One of the first women photographers to work for National Geographic, Griffiths has photographed in more than a hundred countries during her illustrious career.  She has worked on dozens of magazine and book projects for the National Geographic Society, including stories on Lawrence of Arabia, Baja California, Galilee, Petra, Sydney, New Zealand, and Jerusalem.

In addition to her magazine work, Griffiths is deeply committed to photographing need around the world.  She is founder and executive director of Ripple Effect, a collective of photojournalists who are documenting the programs that help poor women deal with the effects of climate change.  Griffiths is a Fellow with the International League of Conservation Photographers.  Known for her warmth and for her ability to create photographs that humanize situations and cultures, Griffiths is one of the National Geographic Speakers Bureau's most popular lecturers. 

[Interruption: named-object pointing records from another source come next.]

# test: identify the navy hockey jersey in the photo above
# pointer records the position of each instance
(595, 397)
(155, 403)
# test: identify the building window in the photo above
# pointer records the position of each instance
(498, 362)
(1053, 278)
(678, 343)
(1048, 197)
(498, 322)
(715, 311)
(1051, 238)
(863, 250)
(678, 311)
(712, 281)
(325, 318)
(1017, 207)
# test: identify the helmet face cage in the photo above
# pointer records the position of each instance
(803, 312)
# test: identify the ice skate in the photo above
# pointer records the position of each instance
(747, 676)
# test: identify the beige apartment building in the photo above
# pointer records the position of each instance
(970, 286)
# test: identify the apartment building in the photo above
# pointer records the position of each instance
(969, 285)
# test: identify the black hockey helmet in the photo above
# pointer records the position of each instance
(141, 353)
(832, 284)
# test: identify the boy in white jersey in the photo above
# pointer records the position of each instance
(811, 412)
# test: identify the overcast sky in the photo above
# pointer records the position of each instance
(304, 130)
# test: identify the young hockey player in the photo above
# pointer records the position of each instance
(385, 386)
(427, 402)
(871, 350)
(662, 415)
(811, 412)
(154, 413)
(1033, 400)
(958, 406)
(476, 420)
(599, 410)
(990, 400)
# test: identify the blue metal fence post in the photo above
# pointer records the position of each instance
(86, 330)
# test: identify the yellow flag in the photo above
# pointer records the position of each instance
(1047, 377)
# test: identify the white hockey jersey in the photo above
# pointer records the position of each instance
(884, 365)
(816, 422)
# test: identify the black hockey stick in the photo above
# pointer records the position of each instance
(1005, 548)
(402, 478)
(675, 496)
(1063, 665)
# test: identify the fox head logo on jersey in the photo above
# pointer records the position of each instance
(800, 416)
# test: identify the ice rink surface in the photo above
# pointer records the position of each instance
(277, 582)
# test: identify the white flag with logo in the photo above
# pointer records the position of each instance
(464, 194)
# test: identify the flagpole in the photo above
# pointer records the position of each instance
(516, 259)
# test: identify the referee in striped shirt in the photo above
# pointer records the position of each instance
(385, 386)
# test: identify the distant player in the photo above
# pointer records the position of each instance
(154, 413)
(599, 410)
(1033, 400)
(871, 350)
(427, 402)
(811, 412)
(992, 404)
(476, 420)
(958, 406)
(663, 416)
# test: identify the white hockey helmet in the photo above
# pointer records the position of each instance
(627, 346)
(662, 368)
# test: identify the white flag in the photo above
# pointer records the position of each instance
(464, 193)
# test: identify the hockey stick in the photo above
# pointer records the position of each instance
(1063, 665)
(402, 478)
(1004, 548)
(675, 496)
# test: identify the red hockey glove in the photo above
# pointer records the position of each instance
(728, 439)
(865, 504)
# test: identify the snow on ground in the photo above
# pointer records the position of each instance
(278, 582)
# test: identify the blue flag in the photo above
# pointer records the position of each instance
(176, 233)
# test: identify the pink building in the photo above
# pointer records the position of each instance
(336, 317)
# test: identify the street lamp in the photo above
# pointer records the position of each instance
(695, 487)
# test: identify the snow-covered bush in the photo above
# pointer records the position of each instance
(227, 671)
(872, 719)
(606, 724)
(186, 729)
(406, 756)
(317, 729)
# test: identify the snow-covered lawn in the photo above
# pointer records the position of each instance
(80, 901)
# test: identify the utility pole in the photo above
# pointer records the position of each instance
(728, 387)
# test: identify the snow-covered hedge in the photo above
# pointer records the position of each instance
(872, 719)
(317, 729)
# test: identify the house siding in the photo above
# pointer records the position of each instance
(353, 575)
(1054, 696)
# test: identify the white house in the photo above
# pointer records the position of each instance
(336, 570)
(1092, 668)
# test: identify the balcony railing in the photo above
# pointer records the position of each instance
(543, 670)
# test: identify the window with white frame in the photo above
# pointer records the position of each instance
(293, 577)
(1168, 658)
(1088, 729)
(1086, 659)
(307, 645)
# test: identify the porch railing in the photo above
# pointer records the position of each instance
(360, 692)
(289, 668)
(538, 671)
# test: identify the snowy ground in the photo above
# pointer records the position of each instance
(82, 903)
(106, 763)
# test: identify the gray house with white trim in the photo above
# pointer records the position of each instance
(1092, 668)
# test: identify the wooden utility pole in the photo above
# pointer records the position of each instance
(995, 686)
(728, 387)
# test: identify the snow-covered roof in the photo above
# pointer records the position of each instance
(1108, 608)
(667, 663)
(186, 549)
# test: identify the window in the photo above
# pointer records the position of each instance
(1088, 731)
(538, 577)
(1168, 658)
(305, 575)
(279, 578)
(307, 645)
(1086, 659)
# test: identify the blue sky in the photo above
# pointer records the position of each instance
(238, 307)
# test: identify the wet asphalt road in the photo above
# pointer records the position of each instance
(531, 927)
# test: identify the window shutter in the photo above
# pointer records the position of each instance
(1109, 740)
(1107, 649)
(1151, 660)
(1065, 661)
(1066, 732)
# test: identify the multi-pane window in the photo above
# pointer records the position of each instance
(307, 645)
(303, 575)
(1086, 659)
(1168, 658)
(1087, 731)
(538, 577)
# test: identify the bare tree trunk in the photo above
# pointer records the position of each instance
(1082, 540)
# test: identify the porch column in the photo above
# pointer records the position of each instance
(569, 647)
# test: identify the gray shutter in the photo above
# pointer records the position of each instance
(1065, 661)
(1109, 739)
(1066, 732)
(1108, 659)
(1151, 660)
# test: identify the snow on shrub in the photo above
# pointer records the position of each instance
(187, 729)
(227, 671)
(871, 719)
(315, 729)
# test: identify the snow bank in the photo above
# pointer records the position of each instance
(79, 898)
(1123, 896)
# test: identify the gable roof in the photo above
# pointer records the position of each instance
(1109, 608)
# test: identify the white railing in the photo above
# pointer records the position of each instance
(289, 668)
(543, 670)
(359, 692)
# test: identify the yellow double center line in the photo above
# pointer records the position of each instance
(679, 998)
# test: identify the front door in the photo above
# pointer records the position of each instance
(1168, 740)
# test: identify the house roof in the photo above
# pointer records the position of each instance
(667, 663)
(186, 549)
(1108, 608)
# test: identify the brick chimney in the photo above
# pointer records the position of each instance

Griffith’s work has also appeared in Life, GEO, Smithsonian, Stern, Time, and many other publications.  With author Barbara Kingsolver, she produced Last Stand: America’s Virgin Lands, a book celebrating the last pristine wilderness in North America.  Proceeds from the book have raised more than a quarter of a million dollars for grassroots land conservation.  In 2008, Griffiths published A Camera, Two Kids and a Camel, a photo memoir about balance and the joy of creating a meaningful life.  Her newest book, Simply Beautiful Photographs, was published in October 2010. 

Griffiths has received awards from the National Press Photographers Association, the Associated Press, the National Organization for Women, the University of Minnesota, and the White House News Photographers Association.  She lives in Great Falls, Virginia, with her two children.